INDIA’S granting of telecoms licences in 2008 may have been flawed, the telecoms minister said on Friday (January 7), but rejected estimates of huge revenue loss that have brought political deadlock to Asia’s third-largest economy.
The Comptroller and Auditor General of India said in November the country’s coffers may have lost $39bn (£25.09bn) because telecoms licences were given out cheaply, forcing Prime Minister Dr Manmohan Singh’s coalition on to the backfoot and putting policymaking into virtual limbo.
But in some of his strongest comments yet, telecoms minister Kapil Sibal dismissed the state auditor’s estimate of potential losses as “utterly erroneous.”
“We do believe that prima facie there was something wrong in the procedure adopted in the allocation of 2G spectrum,” Sibal told a news conference, referring to second-generation mobile telecoms technology.
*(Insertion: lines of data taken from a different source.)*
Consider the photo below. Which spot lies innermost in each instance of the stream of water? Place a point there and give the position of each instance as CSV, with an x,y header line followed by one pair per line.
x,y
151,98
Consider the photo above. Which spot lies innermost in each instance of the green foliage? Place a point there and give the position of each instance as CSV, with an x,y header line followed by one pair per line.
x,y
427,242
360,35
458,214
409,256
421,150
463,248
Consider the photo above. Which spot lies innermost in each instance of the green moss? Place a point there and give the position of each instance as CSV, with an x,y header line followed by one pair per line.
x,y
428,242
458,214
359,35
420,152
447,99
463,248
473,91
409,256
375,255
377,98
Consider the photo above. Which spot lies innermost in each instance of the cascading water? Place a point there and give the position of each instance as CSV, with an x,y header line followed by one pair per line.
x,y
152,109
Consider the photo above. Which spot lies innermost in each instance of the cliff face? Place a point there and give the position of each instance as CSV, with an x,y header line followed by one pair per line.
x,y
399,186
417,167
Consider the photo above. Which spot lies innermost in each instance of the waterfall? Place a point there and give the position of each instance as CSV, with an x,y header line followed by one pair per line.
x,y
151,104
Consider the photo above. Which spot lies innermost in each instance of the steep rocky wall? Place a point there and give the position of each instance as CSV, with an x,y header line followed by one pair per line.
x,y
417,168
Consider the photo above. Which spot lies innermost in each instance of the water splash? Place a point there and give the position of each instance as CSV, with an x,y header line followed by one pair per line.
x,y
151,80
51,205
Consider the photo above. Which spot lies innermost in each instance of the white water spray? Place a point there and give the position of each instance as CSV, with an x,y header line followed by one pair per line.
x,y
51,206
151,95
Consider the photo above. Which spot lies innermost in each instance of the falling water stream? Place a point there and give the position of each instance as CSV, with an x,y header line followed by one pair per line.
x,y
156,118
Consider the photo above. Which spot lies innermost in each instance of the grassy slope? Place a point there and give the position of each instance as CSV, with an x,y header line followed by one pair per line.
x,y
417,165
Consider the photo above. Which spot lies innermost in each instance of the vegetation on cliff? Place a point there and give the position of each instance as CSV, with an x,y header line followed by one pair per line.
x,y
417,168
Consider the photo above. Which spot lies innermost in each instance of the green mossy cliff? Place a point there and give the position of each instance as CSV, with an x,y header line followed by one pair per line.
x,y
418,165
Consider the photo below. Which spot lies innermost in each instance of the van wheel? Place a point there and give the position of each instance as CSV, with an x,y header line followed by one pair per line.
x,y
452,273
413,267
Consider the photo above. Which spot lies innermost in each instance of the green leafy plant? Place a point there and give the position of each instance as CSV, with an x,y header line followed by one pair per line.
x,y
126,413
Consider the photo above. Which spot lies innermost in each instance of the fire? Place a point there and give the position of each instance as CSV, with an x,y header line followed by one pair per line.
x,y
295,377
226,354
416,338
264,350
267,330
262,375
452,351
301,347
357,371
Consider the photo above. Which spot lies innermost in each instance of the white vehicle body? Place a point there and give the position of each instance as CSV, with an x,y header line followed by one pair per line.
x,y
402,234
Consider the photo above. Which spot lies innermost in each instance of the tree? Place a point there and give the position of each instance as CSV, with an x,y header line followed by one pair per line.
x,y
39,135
Sibal said the actual loss of funds was zero because the government had only followed policy framed by the previous administration.
“We do believe that the (auditor’s) exercise was fraught with very serious errors which has resulted in the kind of sensationalism which has allowed the opposition to spread utter falsehood to the people of this country,” Sibal said.
Opposition parties forced the closure of parliamentary proceedings in December over the row and threatened to disrupt the February budget session unless the government set up a joint enquiry into the scandal.
The government has rejected the opposition calls, saying a separate enquiry was under way.
Sibal’s comments were seen as an attempt to regain the political initiative from opposition camp over an issue that saw Telecoms Minister Andimuthu Raja resign in November.
Sibal said a former judge and federal investigators were investigating if there were any irregularities in the 2G process.